The key word here is ‘maintenance’ – what does it actually mean? We have published an advice note on GOV.UK to define what ‘maintenance’ can mean in the context of the exemption.
Basically, for vehicles to qualify they must be directly involved in maintenance work, where part of the existing utility infrastructure is being repaired or replaced.
For example, a vehicle used when replacing an existing section of underground pipe would be exempt from the EC drivers’ hours rules, but a vehicle used when installing a new underground piping system would not.
Some electricity companies argue that all their vehicles are exempt because all their work goes towards maintaining the national grid. But this goes beyond the exemption, and some of these operations are in fact bound by EC drivers’ hours rules.

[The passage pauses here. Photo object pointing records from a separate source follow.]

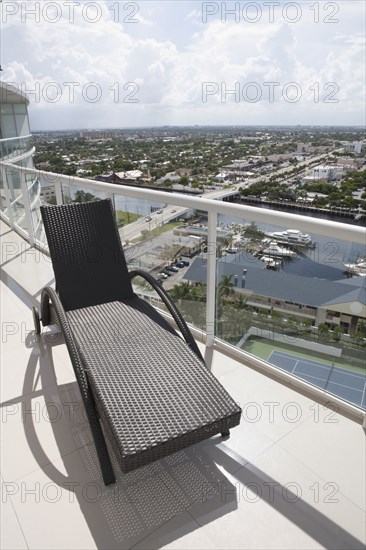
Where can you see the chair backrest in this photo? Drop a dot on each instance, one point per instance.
(86, 253)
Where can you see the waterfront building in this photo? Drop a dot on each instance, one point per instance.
(19, 193)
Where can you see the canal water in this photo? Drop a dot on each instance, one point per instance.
(325, 261)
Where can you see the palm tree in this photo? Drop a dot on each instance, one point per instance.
(181, 291)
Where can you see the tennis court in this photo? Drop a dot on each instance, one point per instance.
(340, 382)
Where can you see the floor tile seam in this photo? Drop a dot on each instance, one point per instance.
(17, 518)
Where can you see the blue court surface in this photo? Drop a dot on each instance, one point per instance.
(347, 385)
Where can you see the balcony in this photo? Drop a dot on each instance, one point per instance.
(290, 476)
(14, 147)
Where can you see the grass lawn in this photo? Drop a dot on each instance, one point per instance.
(263, 348)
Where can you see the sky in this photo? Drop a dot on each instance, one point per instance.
(122, 64)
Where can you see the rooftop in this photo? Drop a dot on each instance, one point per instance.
(292, 475)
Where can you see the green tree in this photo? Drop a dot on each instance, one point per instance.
(83, 196)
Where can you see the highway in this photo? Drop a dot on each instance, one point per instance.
(171, 212)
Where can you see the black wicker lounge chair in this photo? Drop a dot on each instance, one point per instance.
(147, 387)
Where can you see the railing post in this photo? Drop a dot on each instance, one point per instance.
(27, 207)
(4, 177)
(211, 278)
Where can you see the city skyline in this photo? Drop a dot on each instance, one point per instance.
(153, 64)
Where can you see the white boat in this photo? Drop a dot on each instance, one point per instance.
(358, 268)
(292, 237)
(271, 263)
(273, 249)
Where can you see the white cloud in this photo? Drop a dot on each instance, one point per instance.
(113, 72)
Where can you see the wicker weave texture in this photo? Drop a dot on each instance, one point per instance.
(86, 252)
(153, 394)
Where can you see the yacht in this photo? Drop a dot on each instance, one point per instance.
(357, 268)
(273, 249)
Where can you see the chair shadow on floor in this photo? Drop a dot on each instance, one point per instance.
(159, 503)
(140, 503)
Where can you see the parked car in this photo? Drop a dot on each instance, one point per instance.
(185, 262)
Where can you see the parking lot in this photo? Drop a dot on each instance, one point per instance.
(153, 255)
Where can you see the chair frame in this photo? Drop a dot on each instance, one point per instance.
(53, 312)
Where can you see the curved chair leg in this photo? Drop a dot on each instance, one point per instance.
(36, 320)
(50, 299)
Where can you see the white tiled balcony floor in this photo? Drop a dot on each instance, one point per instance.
(292, 475)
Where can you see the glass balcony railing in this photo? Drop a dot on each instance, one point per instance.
(284, 301)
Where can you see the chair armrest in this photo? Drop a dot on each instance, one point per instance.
(177, 316)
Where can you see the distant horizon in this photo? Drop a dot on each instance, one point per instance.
(167, 126)
(127, 65)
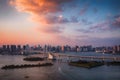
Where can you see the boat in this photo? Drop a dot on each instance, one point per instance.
(51, 56)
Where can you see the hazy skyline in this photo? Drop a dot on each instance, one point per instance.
(60, 22)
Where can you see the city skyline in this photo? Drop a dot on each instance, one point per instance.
(60, 22)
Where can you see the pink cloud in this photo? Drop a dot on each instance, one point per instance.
(42, 10)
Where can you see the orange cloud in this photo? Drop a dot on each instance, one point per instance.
(41, 10)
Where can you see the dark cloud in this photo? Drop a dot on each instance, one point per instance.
(84, 30)
(74, 19)
(95, 10)
(86, 22)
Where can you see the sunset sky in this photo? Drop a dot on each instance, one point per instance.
(60, 22)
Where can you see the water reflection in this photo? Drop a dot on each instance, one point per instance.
(59, 71)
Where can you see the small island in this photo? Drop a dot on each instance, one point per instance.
(86, 64)
(26, 66)
(33, 59)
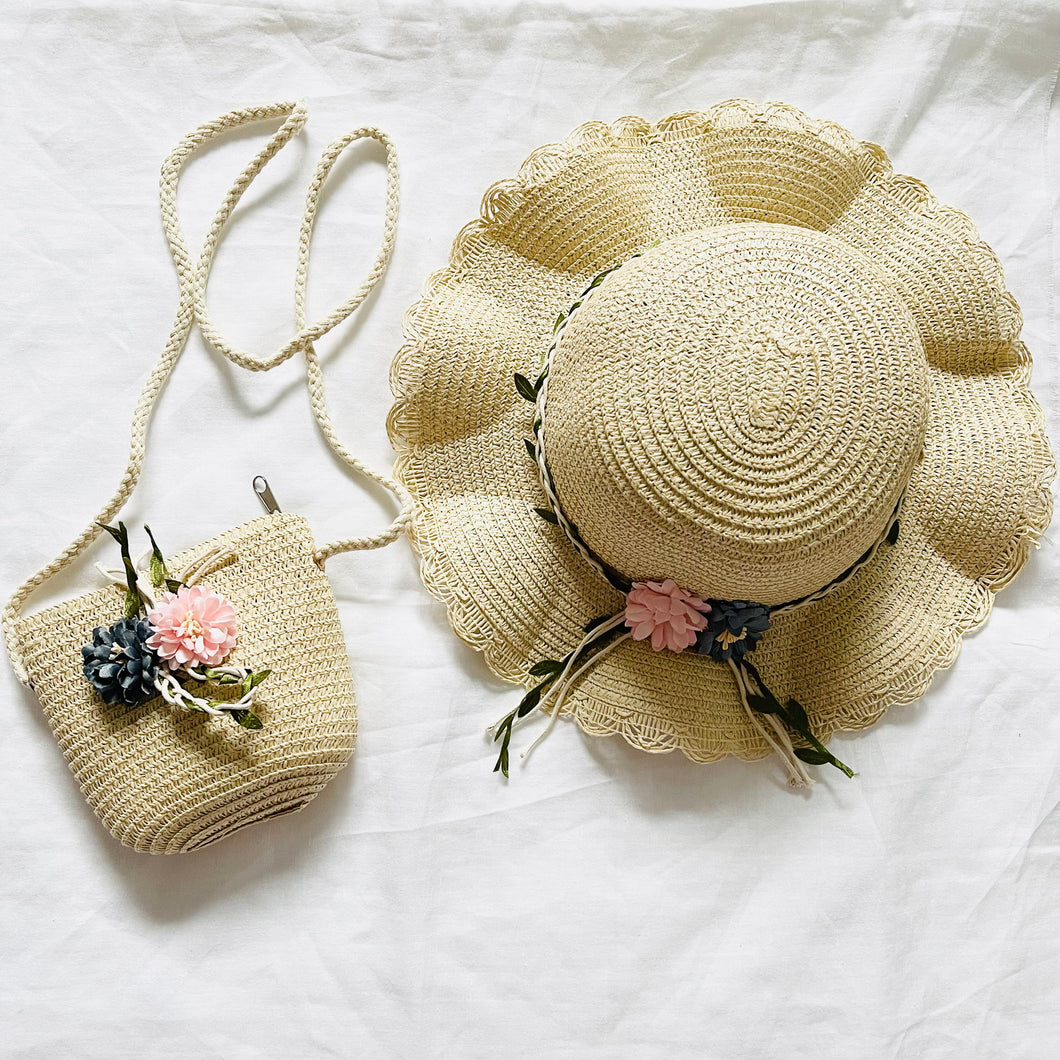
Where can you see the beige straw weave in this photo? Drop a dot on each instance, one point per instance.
(164, 781)
(738, 408)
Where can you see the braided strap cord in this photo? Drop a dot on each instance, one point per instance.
(192, 278)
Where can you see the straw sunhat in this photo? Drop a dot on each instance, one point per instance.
(771, 418)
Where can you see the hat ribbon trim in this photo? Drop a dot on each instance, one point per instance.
(671, 616)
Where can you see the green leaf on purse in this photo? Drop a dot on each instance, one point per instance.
(526, 388)
(159, 573)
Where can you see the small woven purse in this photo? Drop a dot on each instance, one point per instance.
(156, 687)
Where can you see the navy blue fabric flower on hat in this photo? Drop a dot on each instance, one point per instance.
(120, 665)
(734, 629)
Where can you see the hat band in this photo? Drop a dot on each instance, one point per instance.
(670, 616)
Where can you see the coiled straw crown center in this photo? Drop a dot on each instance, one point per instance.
(739, 408)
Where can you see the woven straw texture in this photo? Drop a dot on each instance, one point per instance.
(976, 497)
(165, 781)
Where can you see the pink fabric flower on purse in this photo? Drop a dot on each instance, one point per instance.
(665, 612)
(193, 625)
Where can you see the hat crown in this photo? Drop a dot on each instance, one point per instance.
(739, 409)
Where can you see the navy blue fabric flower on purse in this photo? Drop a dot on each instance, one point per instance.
(120, 665)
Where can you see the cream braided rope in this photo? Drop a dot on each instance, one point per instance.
(192, 280)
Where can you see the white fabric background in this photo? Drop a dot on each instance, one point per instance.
(604, 903)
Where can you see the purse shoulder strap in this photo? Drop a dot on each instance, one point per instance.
(192, 277)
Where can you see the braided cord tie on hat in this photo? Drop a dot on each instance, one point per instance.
(192, 279)
(728, 636)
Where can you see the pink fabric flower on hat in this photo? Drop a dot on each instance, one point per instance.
(193, 625)
(665, 612)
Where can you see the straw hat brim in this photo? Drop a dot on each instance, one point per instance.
(515, 588)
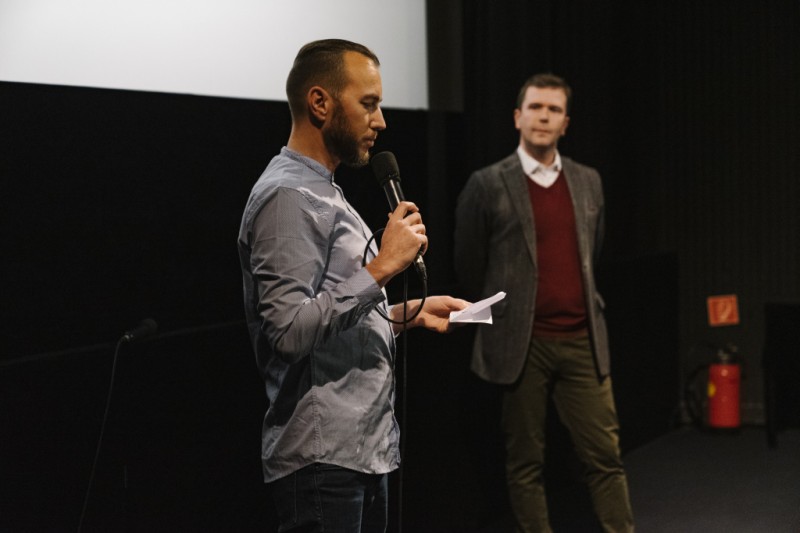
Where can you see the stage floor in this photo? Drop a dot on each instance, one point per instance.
(697, 481)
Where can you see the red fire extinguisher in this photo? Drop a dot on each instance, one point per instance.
(724, 380)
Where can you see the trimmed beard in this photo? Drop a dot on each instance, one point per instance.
(341, 142)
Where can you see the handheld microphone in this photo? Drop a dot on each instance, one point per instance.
(384, 166)
(146, 328)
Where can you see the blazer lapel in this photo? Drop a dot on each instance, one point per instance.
(514, 178)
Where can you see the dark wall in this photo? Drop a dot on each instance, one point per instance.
(690, 113)
(122, 205)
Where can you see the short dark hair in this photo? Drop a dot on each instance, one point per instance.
(542, 81)
(320, 63)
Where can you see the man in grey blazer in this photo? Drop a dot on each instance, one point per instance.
(531, 225)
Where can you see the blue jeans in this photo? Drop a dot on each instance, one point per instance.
(322, 497)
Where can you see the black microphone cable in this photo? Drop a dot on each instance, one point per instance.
(147, 328)
(403, 364)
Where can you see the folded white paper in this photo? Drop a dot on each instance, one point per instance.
(479, 312)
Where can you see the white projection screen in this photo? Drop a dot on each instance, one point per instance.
(229, 48)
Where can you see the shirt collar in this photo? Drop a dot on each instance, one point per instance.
(531, 165)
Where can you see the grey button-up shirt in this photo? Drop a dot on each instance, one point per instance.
(324, 352)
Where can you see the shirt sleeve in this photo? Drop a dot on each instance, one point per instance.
(291, 256)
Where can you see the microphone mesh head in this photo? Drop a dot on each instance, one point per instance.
(384, 166)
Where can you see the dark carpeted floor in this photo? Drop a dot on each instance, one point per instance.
(697, 481)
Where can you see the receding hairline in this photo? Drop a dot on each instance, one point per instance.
(322, 63)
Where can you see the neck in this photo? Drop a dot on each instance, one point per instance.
(544, 155)
(310, 144)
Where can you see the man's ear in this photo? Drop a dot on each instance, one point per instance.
(319, 103)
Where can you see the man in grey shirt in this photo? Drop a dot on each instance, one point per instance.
(326, 355)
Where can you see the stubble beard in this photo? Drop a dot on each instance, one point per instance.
(341, 142)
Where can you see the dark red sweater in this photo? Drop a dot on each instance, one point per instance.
(560, 306)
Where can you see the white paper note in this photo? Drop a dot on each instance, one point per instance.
(479, 312)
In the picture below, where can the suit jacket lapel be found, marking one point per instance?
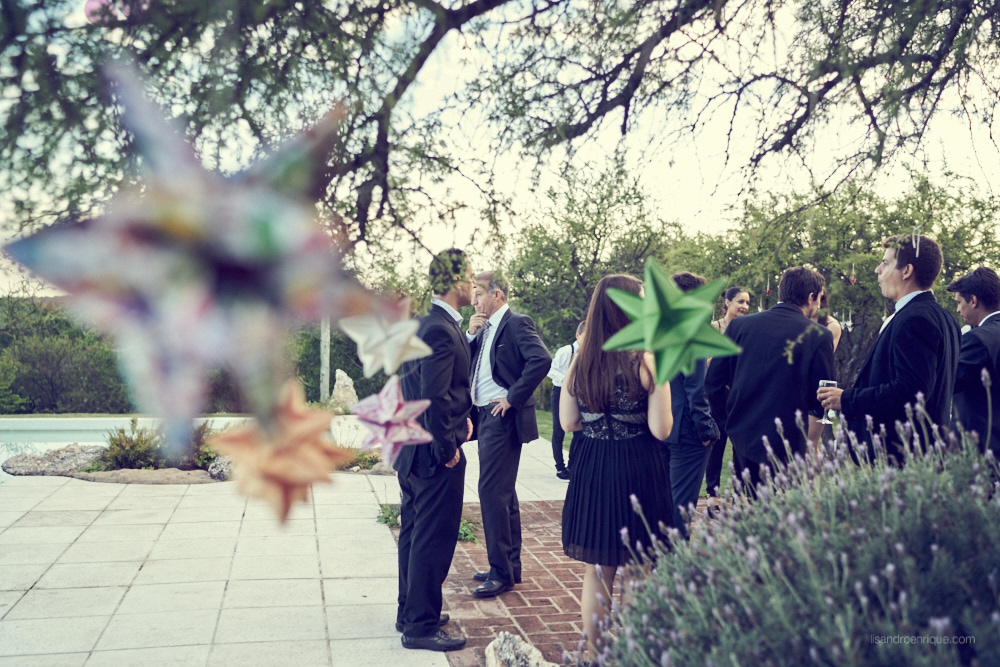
(496, 340)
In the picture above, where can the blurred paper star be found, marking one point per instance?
(383, 344)
(281, 466)
(194, 271)
(672, 324)
(391, 421)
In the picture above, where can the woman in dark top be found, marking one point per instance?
(735, 303)
(612, 399)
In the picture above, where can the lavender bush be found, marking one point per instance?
(834, 565)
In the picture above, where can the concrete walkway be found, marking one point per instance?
(108, 574)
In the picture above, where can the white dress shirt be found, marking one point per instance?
(487, 389)
(561, 362)
(455, 315)
(899, 306)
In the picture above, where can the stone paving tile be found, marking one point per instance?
(184, 570)
(57, 518)
(179, 656)
(143, 533)
(173, 597)
(25, 554)
(21, 577)
(275, 567)
(160, 629)
(50, 635)
(87, 575)
(356, 591)
(50, 660)
(273, 593)
(166, 549)
(382, 651)
(361, 621)
(134, 502)
(299, 653)
(8, 599)
(40, 603)
(40, 534)
(96, 552)
(270, 624)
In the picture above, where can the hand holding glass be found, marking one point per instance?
(829, 414)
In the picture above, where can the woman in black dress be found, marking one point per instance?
(612, 398)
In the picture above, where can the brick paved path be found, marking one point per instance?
(544, 608)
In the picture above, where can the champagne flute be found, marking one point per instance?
(829, 414)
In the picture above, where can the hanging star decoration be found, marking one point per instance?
(281, 466)
(391, 421)
(193, 271)
(672, 324)
(384, 344)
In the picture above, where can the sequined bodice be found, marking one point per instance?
(625, 418)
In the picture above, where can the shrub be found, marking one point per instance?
(198, 455)
(138, 448)
(830, 561)
(388, 513)
(366, 459)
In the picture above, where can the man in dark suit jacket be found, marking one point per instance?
(784, 357)
(977, 295)
(509, 361)
(687, 448)
(916, 351)
(432, 476)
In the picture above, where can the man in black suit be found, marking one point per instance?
(509, 361)
(916, 350)
(784, 357)
(977, 296)
(432, 476)
(685, 451)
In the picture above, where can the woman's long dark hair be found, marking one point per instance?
(595, 369)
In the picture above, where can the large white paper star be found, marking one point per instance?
(383, 344)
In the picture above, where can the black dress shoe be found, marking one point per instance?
(442, 620)
(491, 589)
(439, 641)
(485, 575)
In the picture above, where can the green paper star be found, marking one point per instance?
(672, 324)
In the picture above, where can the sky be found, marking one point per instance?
(689, 180)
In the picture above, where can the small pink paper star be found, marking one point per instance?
(391, 421)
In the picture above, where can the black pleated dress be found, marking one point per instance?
(614, 457)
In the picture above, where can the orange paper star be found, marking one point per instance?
(280, 467)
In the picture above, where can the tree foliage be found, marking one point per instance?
(243, 75)
(594, 224)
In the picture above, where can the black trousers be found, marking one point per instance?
(557, 433)
(685, 463)
(429, 515)
(754, 468)
(713, 471)
(499, 458)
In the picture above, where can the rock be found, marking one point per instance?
(510, 651)
(220, 469)
(139, 476)
(343, 396)
(63, 461)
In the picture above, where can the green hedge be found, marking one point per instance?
(834, 565)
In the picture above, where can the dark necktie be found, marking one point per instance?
(479, 360)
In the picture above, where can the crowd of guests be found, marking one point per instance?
(638, 445)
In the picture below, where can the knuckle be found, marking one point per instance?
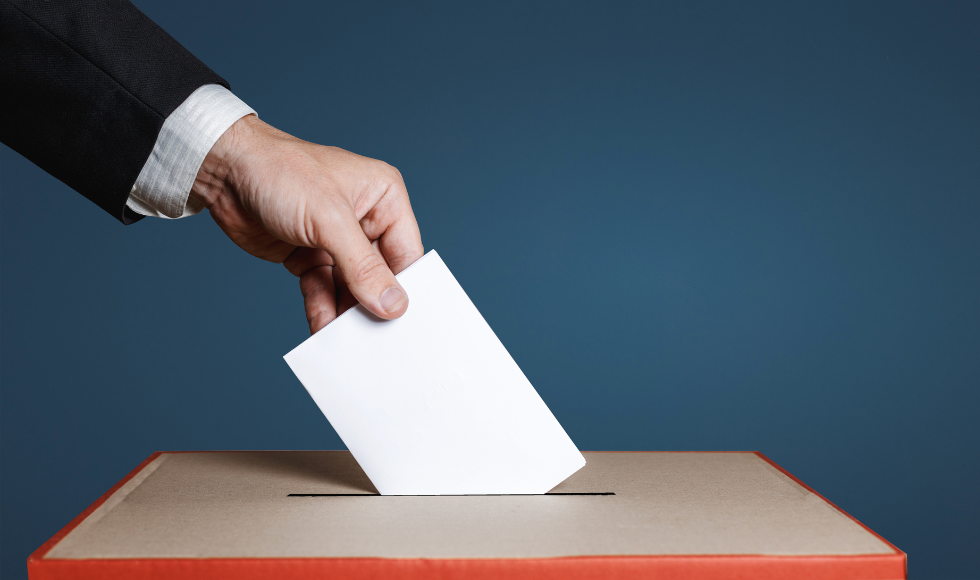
(368, 267)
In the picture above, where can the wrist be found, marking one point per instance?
(220, 172)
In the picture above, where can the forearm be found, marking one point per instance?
(88, 86)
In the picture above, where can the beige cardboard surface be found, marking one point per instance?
(236, 504)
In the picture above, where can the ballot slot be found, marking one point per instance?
(450, 495)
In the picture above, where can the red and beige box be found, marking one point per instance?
(314, 514)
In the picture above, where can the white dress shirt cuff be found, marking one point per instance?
(164, 185)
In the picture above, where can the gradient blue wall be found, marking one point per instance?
(695, 226)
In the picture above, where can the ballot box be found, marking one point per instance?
(314, 514)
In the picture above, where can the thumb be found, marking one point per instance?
(366, 272)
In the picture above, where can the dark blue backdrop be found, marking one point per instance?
(694, 226)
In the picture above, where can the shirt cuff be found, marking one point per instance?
(164, 185)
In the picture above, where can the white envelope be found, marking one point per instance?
(432, 403)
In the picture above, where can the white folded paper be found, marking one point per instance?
(432, 403)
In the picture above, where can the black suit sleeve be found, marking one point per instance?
(87, 85)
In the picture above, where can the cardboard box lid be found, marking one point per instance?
(258, 504)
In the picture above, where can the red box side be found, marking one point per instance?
(679, 567)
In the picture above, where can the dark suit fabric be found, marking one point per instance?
(87, 85)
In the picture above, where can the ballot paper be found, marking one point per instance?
(432, 403)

Some sewerage companies believe that vehicles transporting sludge from their plants should be exempt. Although removing sludge from the sewage system can be seen as maintenance, actually transporting sludge from the plant may not. If sludge is removed directly from the sewage system onto the vehicle and transported away immediately, this maintenance work would be exempt. However, if sludge is removed from the system then stored at the plant before being transferred onto a vehicle, the ‘maintenance’ element would have been completed before the sludge was transported, so this journey would fall under EC drivers’ hours rules.